Много лет назад я придумал один ход, который значительно смягчил мое болезненное существование вне летних каникул. Додумался, что мир больше, чем лето, а расстояния меньше, чем кажется. Поэтому приезжать туда, где бывают совсем другие, невиданные времена года, можно чаще, несмотря на систему. Так зависимостью вытесняется зависимость.

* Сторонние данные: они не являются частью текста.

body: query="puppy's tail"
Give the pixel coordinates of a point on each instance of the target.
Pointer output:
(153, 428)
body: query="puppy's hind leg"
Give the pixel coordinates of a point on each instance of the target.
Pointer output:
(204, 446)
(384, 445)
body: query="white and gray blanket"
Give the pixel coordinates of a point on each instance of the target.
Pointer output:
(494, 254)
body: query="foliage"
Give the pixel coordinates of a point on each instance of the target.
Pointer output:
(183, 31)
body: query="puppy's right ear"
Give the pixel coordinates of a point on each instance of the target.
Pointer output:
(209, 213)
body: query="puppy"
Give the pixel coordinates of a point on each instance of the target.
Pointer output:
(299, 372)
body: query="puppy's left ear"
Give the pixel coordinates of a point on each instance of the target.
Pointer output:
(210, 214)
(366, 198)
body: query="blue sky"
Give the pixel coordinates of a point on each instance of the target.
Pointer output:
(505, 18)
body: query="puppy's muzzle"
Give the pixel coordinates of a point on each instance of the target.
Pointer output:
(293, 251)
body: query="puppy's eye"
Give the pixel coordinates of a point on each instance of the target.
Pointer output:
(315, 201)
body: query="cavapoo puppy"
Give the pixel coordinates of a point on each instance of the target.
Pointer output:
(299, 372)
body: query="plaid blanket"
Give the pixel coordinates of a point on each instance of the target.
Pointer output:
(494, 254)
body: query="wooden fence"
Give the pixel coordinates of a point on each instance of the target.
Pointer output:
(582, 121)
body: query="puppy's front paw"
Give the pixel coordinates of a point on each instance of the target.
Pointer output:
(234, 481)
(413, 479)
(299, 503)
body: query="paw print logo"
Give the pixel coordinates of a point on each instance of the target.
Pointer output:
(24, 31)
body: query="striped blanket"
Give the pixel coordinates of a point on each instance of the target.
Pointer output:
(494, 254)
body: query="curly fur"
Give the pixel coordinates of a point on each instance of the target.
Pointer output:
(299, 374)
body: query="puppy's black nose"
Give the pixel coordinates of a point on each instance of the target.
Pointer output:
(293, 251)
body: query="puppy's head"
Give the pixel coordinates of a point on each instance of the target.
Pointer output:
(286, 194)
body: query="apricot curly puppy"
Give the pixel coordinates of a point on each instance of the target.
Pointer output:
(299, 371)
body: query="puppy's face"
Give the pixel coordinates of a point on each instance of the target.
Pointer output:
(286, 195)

Несколько дней назад дети взяли с меня обещание, что мы приедем сюда в сентябре, декабре, марте, мае. Я сказал, что обещаю.
12.
Ему всего-навсего шестьдесят шесть лет. Он крепкий, ладный, элегантный, простой и изысканный одновременно, очень рациональный, достаточно видный (настолько, насколько это допускается элегантностью), светлый (то есть ясный), не слишком высокий, но гораздо выше, чем низкий, конечно – немного одинокий, умеет приспосабливаться к переменам (он умеет терпеть перемены, не отказываясь от разных радостей, которые можно отыскать даже в самых худших переменах, переменах к худшему, надеясь на то, что перемены обязательно переменятся). Его теперешние документы отвечают всем требованиям актуального законодательства, хотя и сделаны на основании не вполне признанной метрики.
История этого дома настолько символична, что, зная только ее, можно воспроизвести для себя почти полную картину происходившего на наших землях на протяжении второй половины двадцатого века, десяти лет перед ее началом и уже трех лет после завершения и второй половины, и самого века.
Дом начали строить в 1937 году. Его проектировали украинцы, строили за деньги украинцев. Деньги были тяжело заработаны в тех условиях, когда условия для зарабатывания денег у украинцев были минимальные. Строительство еще не началось, как уже нужно было преодолевать сопротивление домовладелицы-соседки, привыкшей к тому, что ее каменица крайняя в этом ряду.
Всю документацию дома должны были вести по-польски. Работники же, которые строили, были разные – городские и крестьяне, украинцы, поляки, евреи. Таким был тогда город. С одной стороны – непрерывный плотный ряд домов вдоль главной улицы, до самого ее начала, а со всех остальных сторон – пустота, сады, почти сельские одноэтажные хаты. Таким был город. Как бы то ни было, дом получил порядковый номер, который с того времени не изменился (значит, ряд был действительно плотным). Строили тогда так же быстро, как стали строить с недавних пор, и под конец 1938 года собственники поселились в собственном доме.
Через неполный год мир радикально изменился. Но новая власть еще признавала кое-какие старые права собственности, хотя и одновременно со своими. Теперь в это сложно поверить, но в те годы использовались разные польские квитанции и печати.